Using the sup-norm, we obtain a Banach space of functions \(\mathcal{F} \to \mathbb{R}\). Let \(B\) be the (non-linear) operator on this space defined by

\[ B(q)(s,a) = r(s,a) + \gamma \max_{a'} q(t(s,a), a') \]

which is known as the Bellman operator. As stated above, the desired \(Q\)-function satisfies the fixed-point equation \(Q = B(Q)\). Under reasonable assumptions, it can be verified that

\[| B(q_1) - B(q_2) | \leq \gamma | q_1 - q_2 | \]
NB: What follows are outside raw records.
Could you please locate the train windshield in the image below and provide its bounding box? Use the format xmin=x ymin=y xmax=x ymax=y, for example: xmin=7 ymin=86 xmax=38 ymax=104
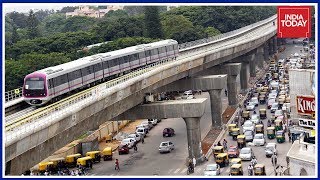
xmin=25 ymin=78 xmax=44 ymax=90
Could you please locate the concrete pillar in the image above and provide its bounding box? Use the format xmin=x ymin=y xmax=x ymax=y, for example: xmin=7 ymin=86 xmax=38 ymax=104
xmin=183 ymin=117 xmax=204 ymax=163
xmin=249 ymin=54 xmax=256 ymax=77
xmin=256 ymin=46 xmax=264 ymax=69
xmin=209 ymin=89 xmax=222 ymax=127
xmin=263 ymin=43 xmax=269 ymax=62
xmin=240 ymin=62 xmax=248 ymax=90
xmin=224 ymin=63 xmax=241 ymax=107
xmin=273 ymin=37 xmax=278 ymax=53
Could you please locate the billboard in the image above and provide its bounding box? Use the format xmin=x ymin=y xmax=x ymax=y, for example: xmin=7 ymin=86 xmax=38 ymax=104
xmin=296 ymin=95 xmax=316 ymax=116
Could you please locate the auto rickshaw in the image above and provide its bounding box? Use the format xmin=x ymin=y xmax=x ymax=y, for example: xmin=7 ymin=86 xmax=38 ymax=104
xmin=86 ymin=151 xmax=101 ymax=163
xmin=66 ymin=154 xmax=81 ymax=168
xmin=259 ymin=94 xmax=266 ymax=104
xmin=212 ymin=146 xmax=224 ymax=157
xmin=274 ymin=119 xmax=282 ymax=131
xmin=228 ymin=124 xmax=237 ymax=136
xmin=77 ymin=156 xmax=93 ymax=168
xmin=230 ymin=158 xmax=242 ymax=166
xmin=215 ymin=153 xmax=229 ymax=167
xmin=231 ymin=128 xmax=240 ymax=140
xmin=256 ymin=124 xmax=264 ymax=134
xmin=242 ymin=111 xmax=250 ymax=120
xmin=50 ymin=158 xmax=66 ymax=171
xmin=237 ymin=134 xmax=246 ymax=149
xmin=276 ymin=130 xmax=286 ymax=143
xmin=254 ymin=164 xmax=266 ymax=176
xmin=259 ymin=109 xmax=267 ymax=119
xmin=267 ymin=126 xmax=276 ymax=139
xmin=38 ymin=161 xmax=53 ymax=174
xmin=102 ymin=147 xmax=112 ymax=161
xmin=230 ymin=164 xmax=243 ymax=176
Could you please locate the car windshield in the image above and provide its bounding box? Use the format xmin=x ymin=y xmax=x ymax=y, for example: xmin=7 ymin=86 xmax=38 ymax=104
xmin=240 ymin=148 xmax=250 ymax=154
xmin=160 ymin=143 xmax=168 ymax=146
xmin=206 ymin=165 xmax=217 ymax=171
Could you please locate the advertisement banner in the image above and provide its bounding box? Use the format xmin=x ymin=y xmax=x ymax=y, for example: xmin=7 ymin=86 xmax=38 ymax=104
xmin=296 ymin=95 xmax=316 ymax=116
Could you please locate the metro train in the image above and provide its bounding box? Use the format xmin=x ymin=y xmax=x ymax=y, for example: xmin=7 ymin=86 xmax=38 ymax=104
xmin=22 ymin=39 xmax=179 ymax=106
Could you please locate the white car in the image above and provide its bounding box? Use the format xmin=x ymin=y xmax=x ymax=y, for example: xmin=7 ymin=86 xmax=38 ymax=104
xmin=128 ymin=134 xmax=141 ymax=142
xmin=250 ymin=97 xmax=259 ymax=106
xmin=274 ymin=109 xmax=283 ymax=118
xmin=270 ymin=103 xmax=279 ymax=113
xmin=136 ymin=127 xmax=147 ymax=137
xmin=253 ymin=133 xmax=266 ymax=146
xmin=239 ymin=147 xmax=253 ymax=161
xmin=250 ymin=114 xmax=261 ymax=124
xmin=159 ymin=141 xmax=174 ymax=153
xmin=203 ymin=164 xmax=220 ymax=176
xmin=268 ymin=98 xmax=276 ymax=109
xmin=242 ymin=121 xmax=254 ymax=131
xmin=121 ymin=138 xmax=136 ymax=148
xmin=246 ymin=102 xmax=256 ymax=111
xmin=148 ymin=119 xmax=158 ymax=126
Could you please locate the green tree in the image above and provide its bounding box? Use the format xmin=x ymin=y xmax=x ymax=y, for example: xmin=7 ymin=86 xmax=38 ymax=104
xmin=27 ymin=10 xmax=40 ymax=39
xmin=144 ymin=6 xmax=163 ymax=38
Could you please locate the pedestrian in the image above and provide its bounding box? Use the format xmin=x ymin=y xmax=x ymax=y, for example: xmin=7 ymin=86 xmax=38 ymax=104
xmin=223 ymin=139 xmax=228 ymax=150
xmin=114 ymin=159 xmax=120 ymax=171
xmin=133 ymin=143 xmax=138 ymax=152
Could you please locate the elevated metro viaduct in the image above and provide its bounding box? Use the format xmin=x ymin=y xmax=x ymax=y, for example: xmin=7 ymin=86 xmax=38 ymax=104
xmin=5 ymin=18 xmax=277 ymax=175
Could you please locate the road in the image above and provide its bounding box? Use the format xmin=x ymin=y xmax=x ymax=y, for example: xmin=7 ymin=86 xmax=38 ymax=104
xmin=89 ymin=39 xmax=302 ymax=176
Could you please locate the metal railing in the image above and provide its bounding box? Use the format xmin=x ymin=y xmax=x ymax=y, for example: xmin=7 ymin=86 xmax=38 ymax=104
xmin=5 ymin=87 xmax=22 ymax=103
xmin=5 ymin=14 xmax=276 ymax=145
xmin=179 ymin=15 xmax=277 ymax=50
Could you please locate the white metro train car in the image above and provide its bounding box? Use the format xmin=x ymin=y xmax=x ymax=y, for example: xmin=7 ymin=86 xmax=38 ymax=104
xmin=23 ymin=39 xmax=179 ymax=106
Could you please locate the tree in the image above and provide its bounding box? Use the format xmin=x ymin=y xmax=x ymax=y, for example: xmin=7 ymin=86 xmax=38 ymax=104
xmin=144 ymin=6 xmax=163 ymax=38
xmin=27 ymin=10 xmax=40 ymax=39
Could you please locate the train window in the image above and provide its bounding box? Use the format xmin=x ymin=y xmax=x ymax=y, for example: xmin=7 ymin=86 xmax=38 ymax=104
xmin=146 ymin=50 xmax=151 ymax=57
xmin=139 ymin=52 xmax=145 ymax=59
xmin=94 ymin=63 xmax=102 ymax=72
xmin=102 ymin=61 xmax=109 ymax=69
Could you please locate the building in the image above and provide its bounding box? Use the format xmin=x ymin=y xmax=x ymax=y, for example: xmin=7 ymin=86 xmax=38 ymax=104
xmin=66 ymin=6 xmax=123 ymax=18
xmin=287 ymin=138 xmax=317 ymax=176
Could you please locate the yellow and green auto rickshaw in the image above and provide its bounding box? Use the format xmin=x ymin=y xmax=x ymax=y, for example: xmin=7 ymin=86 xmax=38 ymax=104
xmin=86 ymin=151 xmax=101 ymax=163
xmin=259 ymin=109 xmax=267 ymax=119
xmin=102 ymin=147 xmax=112 ymax=161
xmin=66 ymin=153 xmax=81 ymax=168
xmin=254 ymin=164 xmax=266 ymax=176
xmin=259 ymin=94 xmax=266 ymax=104
xmin=267 ymin=126 xmax=276 ymax=139
xmin=212 ymin=146 xmax=224 ymax=157
xmin=256 ymin=124 xmax=264 ymax=134
xmin=230 ymin=164 xmax=243 ymax=176
xmin=242 ymin=111 xmax=250 ymax=120
xmin=228 ymin=124 xmax=238 ymax=136
xmin=38 ymin=161 xmax=53 ymax=174
xmin=231 ymin=128 xmax=240 ymax=140
xmin=230 ymin=158 xmax=242 ymax=166
xmin=276 ymin=130 xmax=286 ymax=143
xmin=237 ymin=134 xmax=246 ymax=149
xmin=215 ymin=153 xmax=229 ymax=167
xmin=77 ymin=156 xmax=93 ymax=168
xmin=274 ymin=119 xmax=282 ymax=131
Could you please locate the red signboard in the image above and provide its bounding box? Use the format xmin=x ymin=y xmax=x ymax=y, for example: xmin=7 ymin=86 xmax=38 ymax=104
xmin=297 ymin=95 xmax=316 ymax=115
xmin=277 ymin=6 xmax=311 ymax=38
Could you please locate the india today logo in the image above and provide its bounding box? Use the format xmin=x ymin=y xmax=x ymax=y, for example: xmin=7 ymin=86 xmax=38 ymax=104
xmin=278 ymin=6 xmax=311 ymax=38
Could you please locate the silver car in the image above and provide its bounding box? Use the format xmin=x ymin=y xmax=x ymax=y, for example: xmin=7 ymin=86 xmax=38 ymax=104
xmin=159 ymin=141 xmax=174 ymax=153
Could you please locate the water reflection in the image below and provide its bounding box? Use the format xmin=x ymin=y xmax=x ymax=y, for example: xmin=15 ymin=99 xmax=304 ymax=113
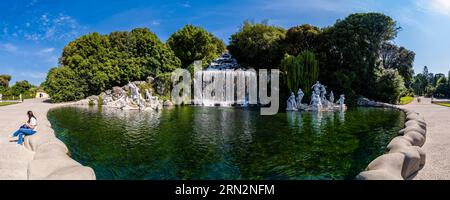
xmin=49 ymin=107 xmax=403 ymax=180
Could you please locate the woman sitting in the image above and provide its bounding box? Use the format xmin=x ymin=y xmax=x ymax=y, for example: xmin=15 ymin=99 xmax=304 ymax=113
xmin=10 ymin=111 xmax=37 ymax=146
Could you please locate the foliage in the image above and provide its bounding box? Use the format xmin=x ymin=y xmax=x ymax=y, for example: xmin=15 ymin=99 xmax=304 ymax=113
xmin=376 ymin=69 xmax=406 ymax=104
xmin=380 ymin=43 xmax=416 ymax=87
xmin=45 ymin=28 xmax=181 ymax=101
xmin=0 ymin=74 xmax=11 ymax=89
xmin=228 ymin=21 xmax=285 ymax=69
xmin=10 ymin=80 xmax=34 ymax=96
xmin=167 ymin=25 xmax=225 ymax=68
xmin=400 ymin=96 xmax=414 ymax=105
xmin=43 ymin=67 xmax=87 ymax=102
xmin=282 ymin=24 xmax=322 ymax=55
xmin=319 ymin=13 xmax=399 ymax=100
xmin=281 ymin=51 xmax=319 ymax=96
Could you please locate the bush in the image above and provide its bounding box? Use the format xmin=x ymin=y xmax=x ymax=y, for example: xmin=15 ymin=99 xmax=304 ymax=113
xmin=281 ymin=51 xmax=319 ymax=96
xmin=43 ymin=67 xmax=86 ymax=102
xmin=376 ymin=69 xmax=406 ymax=104
xmin=167 ymin=25 xmax=225 ymax=68
xmin=228 ymin=22 xmax=285 ymax=69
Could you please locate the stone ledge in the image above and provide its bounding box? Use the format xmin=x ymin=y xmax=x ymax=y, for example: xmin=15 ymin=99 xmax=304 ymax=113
xmin=24 ymin=107 xmax=96 ymax=180
xmin=356 ymin=98 xmax=427 ymax=180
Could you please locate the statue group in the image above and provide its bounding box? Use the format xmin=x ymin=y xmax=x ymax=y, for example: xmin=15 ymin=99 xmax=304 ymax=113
xmin=286 ymin=81 xmax=347 ymax=111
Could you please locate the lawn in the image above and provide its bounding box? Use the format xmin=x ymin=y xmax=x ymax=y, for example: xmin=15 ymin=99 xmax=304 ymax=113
xmin=400 ymin=96 xmax=414 ymax=105
xmin=0 ymin=102 xmax=17 ymax=106
xmin=434 ymin=102 xmax=450 ymax=107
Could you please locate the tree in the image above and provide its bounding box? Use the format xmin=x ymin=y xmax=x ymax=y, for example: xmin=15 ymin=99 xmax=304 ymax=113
xmin=228 ymin=21 xmax=285 ymax=69
xmin=11 ymin=80 xmax=33 ymax=96
xmin=43 ymin=67 xmax=87 ymax=102
xmin=282 ymin=24 xmax=322 ymax=55
xmin=376 ymin=69 xmax=406 ymax=104
xmin=60 ymin=28 xmax=181 ymax=96
xmin=319 ymin=13 xmax=399 ymax=100
xmin=281 ymin=51 xmax=319 ymax=96
xmin=0 ymin=74 xmax=11 ymax=88
xmin=167 ymin=25 xmax=225 ymax=68
xmin=380 ymin=43 xmax=416 ymax=87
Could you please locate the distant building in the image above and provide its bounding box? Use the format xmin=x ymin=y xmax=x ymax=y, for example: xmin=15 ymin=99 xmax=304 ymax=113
xmin=36 ymin=92 xmax=50 ymax=99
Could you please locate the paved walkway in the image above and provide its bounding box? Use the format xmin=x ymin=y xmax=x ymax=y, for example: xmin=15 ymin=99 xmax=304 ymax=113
xmin=0 ymin=99 xmax=65 ymax=180
xmin=402 ymin=98 xmax=450 ymax=180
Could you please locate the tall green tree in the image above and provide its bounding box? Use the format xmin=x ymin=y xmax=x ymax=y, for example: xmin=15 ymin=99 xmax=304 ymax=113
xmin=228 ymin=21 xmax=285 ymax=69
xmin=380 ymin=43 xmax=416 ymax=87
xmin=11 ymin=80 xmax=33 ymax=96
xmin=167 ymin=24 xmax=225 ymax=68
xmin=282 ymin=24 xmax=322 ymax=55
xmin=281 ymin=51 xmax=319 ymax=96
xmin=319 ymin=13 xmax=399 ymax=99
xmin=42 ymin=67 xmax=87 ymax=102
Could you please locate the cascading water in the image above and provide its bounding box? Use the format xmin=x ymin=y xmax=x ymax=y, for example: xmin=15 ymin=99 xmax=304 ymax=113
xmin=194 ymin=69 xmax=257 ymax=107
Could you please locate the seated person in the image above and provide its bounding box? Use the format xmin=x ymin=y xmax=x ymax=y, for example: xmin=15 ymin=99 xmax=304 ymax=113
xmin=10 ymin=111 xmax=37 ymax=146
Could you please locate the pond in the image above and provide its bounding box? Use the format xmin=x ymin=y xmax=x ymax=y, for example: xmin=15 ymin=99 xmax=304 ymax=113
xmin=48 ymin=107 xmax=405 ymax=180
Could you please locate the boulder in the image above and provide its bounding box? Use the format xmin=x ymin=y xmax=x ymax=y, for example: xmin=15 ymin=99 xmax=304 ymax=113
xmin=163 ymin=100 xmax=173 ymax=107
xmin=28 ymin=156 xmax=81 ymax=180
xmin=366 ymin=153 xmax=405 ymax=178
xmin=404 ymin=131 xmax=426 ymax=147
xmin=356 ymin=169 xmax=404 ymax=181
xmin=389 ymin=147 xmax=422 ymax=179
xmin=24 ymin=132 xmax=58 ymax=152
xmin=387 ymin=136 xmax=413 ymax=151
xmin=398 ymin=126 xmax=427 ymax=137
xmin=405 ymin=120 xmax=427 ymax=130
xmin=34 ymin=142 xmax=69 ymax=160
xmin=44 ymin=166 xmax=96 ymax=180
xmin=112 ymin=87 xmax=126 ymax=101
xmin=147 ymin=76 xmax=155 ymax=84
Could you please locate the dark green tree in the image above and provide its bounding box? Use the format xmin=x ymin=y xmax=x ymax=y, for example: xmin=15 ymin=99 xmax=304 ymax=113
xmin=167 ymin=24 xmax=225 ymax=68
xmin=319 ymin=13 xmax=399 ymax=100
xmin=228 ymin=21 xmax=285 ymax=69
xmin=281 ymin=51 xmax=319 ymax=96
xmin=380 ymin=43 xmax=416 ymax=87
xmin=282 ymin=24 xmax=322 ymax=55
xmin=42 ymin=67 xmax=87 ymax=102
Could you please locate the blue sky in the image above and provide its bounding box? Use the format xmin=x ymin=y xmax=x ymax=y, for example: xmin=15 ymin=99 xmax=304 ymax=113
xmin=0 ymin=0 xmax=450 ymax=84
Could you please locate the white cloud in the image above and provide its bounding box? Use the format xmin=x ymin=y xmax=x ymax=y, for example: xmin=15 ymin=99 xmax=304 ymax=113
xmin=416 ymin=0 xmax=450 ymax=16
xmin=0 ymin=43 xmax=19 ymax=53
xmin=39 ymin=48 xmax=55 ymax=54
xmin=152 ymin=20 xmax=161 ymax=26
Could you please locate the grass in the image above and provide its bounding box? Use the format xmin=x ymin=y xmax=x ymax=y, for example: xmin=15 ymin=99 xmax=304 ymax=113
xmin=434 ymin=102 xmax=450 ymax=107
xmin=0 ymin=102 xmax=17 ymax=106
xmin=400 ymin=96 xmax=414 ymax=105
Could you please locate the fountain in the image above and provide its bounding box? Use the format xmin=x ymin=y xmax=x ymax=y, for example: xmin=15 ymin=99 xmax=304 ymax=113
xmin=286 ymin=81 xmax=347 ymax=112
xmin=103 ymin=82 xmax=163 ymax=111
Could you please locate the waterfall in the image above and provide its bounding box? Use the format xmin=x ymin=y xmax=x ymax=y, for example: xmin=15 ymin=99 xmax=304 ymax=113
xmin=193 ymin=69 xmax=257 ymax=107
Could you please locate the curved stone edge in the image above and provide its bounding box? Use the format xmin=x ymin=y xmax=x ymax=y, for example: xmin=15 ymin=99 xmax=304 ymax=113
xmin=356 ymin=98 xmax=427 ymax=180
xmin=24 ymin=105 xmax=96 ymax=180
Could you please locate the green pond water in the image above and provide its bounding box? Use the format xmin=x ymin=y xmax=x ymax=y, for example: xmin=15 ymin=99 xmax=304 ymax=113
xmin=48 ymin=107 xmax=404 ymax=180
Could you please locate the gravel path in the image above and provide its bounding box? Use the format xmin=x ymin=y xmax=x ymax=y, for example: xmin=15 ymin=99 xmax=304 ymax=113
xmin=0 ymin=99 xmax=67 ymax=180
xmin=402 ymin=98 xmax=450 ymax=180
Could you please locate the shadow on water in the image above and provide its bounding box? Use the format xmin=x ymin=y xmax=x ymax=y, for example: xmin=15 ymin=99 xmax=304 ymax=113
xmin=49 ymin=107 xmax=404 ymax=180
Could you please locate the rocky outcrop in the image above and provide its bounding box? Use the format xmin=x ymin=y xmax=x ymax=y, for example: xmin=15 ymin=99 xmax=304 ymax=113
xmin=356 ymin=98 xmax=427 ymax=180
xmin=25 ymin=126 xmax=96 ymax=180
xmin=75 ymin=77 xmax=173 ymax=111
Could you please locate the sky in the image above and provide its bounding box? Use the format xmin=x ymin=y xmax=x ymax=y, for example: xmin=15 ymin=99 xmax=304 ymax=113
xmin=0 ymin=0 xmax=450 ymax=85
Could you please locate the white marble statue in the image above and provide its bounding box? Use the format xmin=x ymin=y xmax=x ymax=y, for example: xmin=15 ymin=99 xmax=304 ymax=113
xmin=297 ymin=88 xmax=305 ymax=106
xmin=128 ymin=82 xmax=140 ymax=101
xmin=286 ymin=92 xmax=297 ymax=111
xmin=330 ymin=91 xmax=334 ymax=103
xmin=310 ymin=92 xmax=322 ymax=111
xmin=337 ymin=94 xmax=345 ymax=109
xmin=311 ymin=81 xmax=322 ymax=95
making \[B\] into a contraction on the space of functions \(\mathcal{F} \to \mathbb{R}\), provided that \(\gamma \in (0,1)\). Therefore, by the Banach fixed-point theorem, the Bellman equation has a unique solution \(Q^\ast\). Furthermore, this solution can be constructed as follows: we take an initial function \(Q_0\), and take \(Q^\ast\) to be the limit of the sequence defined by \(Q_{n+1} = B(Q_n)\).

Now, the basic ideas of deep reinforcement learning are the following

use a neural network to provide a reasonable finite-dimensional approximation to the aforementioned Banach space
using an approximate \(Q\), generate new sequences of actions and add these to a running list of experiences
periodically, take a random sample of past experiences and use these to update the \(Q\) function via the Bellman equation

For more details, see Human-level control through deep reinforcement learning. I plan to follow up with more posts giving a basic implementation using tensorflow and OpenAI Gym.